Kasper Bajon: Fuerte. Czarne, Wołowiec 2020 – pisze Izabela Mikrut.

To jest książka zbudowana na kontraście. Fuerteventura jawi się w niej jako wyspa niegościnna, odbierająca nadzieję, doświadczana przez historię, a nawet groźna. Jej historia splata się z historią autora i jego rodziny. Mało tego – zyskuje punkty styczne z różnymi miejscami na mapie świata, bo Kasper Bajon chce czytać przeszłość przez zestaw nieoczywistych skojarzeń. Fuerte odczytuje przez nawiązania kulturowe i historyczne. Nie ucieka od gorzkich tematów, zresztą na takich przede wszystkim buduje wizję wyspy. Gdzie tu zatem kontrast? A w narracji. Tom Kaspra Bajona jest bowiem popisem literackim w najlepszym tego słowa znaczeniu. Autor smakuje słowa, wyczulony jest na brzmienie kolejnych fraz, funduje czytelnikom podróż zmysłową, która w żaden sposób nie podbija dramatyczności minionych czasów. I z takich składników tworzy książkę, którą można śmiało określić jako jedną z lepszych w cyklu.

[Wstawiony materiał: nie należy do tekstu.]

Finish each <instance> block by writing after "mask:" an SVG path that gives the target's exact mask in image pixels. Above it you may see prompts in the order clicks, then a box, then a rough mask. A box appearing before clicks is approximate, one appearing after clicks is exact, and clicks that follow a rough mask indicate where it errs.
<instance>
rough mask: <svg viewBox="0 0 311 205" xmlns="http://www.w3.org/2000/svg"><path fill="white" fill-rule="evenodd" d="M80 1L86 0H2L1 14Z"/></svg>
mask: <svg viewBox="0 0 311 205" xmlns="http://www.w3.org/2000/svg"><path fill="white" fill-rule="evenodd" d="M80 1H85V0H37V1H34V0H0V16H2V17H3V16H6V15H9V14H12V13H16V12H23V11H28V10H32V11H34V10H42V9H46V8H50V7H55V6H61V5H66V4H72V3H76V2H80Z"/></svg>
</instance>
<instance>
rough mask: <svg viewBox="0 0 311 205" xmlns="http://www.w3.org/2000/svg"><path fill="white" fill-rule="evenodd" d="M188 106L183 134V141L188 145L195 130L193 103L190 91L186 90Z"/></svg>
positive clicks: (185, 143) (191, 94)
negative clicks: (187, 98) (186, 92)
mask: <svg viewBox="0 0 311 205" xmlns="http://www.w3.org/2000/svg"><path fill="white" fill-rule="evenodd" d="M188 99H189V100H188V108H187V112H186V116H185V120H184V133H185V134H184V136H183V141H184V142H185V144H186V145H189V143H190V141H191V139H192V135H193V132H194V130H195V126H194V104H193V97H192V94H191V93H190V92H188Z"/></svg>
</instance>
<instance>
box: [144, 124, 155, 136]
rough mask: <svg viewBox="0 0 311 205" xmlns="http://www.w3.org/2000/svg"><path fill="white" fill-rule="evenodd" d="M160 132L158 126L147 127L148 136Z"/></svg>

„Fuerte” to tom osobisty. Nawiązuje Kasper Bajon do wspomnień z dzieciństwa i do sytuacji z życia dziadka. Szuka śladów przodków w motywach wyspy, ale w swoich wyprawach dociera znacznie dalej – między innymi do… Krzysztofa Kolumba. Nie tylko jest w stanie dostrzegać nieoczywiste związki i sploty historii, ale jeszcze – prowadzić eseistyczną relację pogłębianą intertekstami. Zdarza się, że inspiracją do rozważań czyni krajobraz, charakterystyczne miejsce obciążone dawnymi wydarzeniami. Chętnie zwraca się ku cmentarzom albo miejscom kojarzonym z ludobójstwem, za sprawą dziadka przejdzie do tematu obozu koncentracyjnego. Przeskakuje z Fuerteventury do Polski i z powrotem, raz będzie na Kazimierzu, raz – na Saharze. A przez cały czas poszukuje tematu, który pozwoli mu jak najpełniej scharakteryzować Fuerteventurę. Bajon nie chce tu widzieć raju. Nie zamierza kusić turystów i opowiadać im o atrakcjach wyspy – dla niego atrakcyjne są właśnie kulturowe związki i przejścia między „światami”: miejsca, w których przeszłość dochodzi do głosu albo wywołuje skojarzenia nieoczywiste nawet dla mieszkańców wyspy. Udowadnia, jak ważna jest świadomość lokalności i znajomość historii – i na tej kanwie przędzie swoją relację. Wybitną i intrygującą, inną niż można by się spodziewać. „Fuerte” to opowieść gorzka. A jednak wciąga i może się podobać.

Bo Kasper Bajon jest artystą słowa. Widać u niego nie tylko uważne czytanie najlepszych reportażystów: lekcje, które pobierał choćby podglądając warsztat Kapuścińskiego – ale i zacięcie literackie. Ten autor pisze tak, by słowa miały swoją melodię, rytm i kształt. Bardzo działa na odbiorców, funduje im synestezyjną relację, która przynosi nie tylko sporo informacji, ale i estetycznych wrażeń. „Fuerte” pod tym względem okazuje się bardziej literaturą piękną niż literaturą faktu. Kasper Bajon potrafi wyczuć potęgę słów – i przekuć je na bardzo realistyczne i przekonujące obrazy. Pod pretekstem oprowadzania po wyspie sięga do bogatego zestawu wspomnień i rodzinnych opowieści, anegdot dotyczących dziejów oraz do własnych przemyśleń tworzonych na bazie obserwacji. Dzięki temu uzyskuje mieszankę wyjątkową. Nie tyle pozwala poznać Fuerteventurę, ile przedstawia ją od nowa.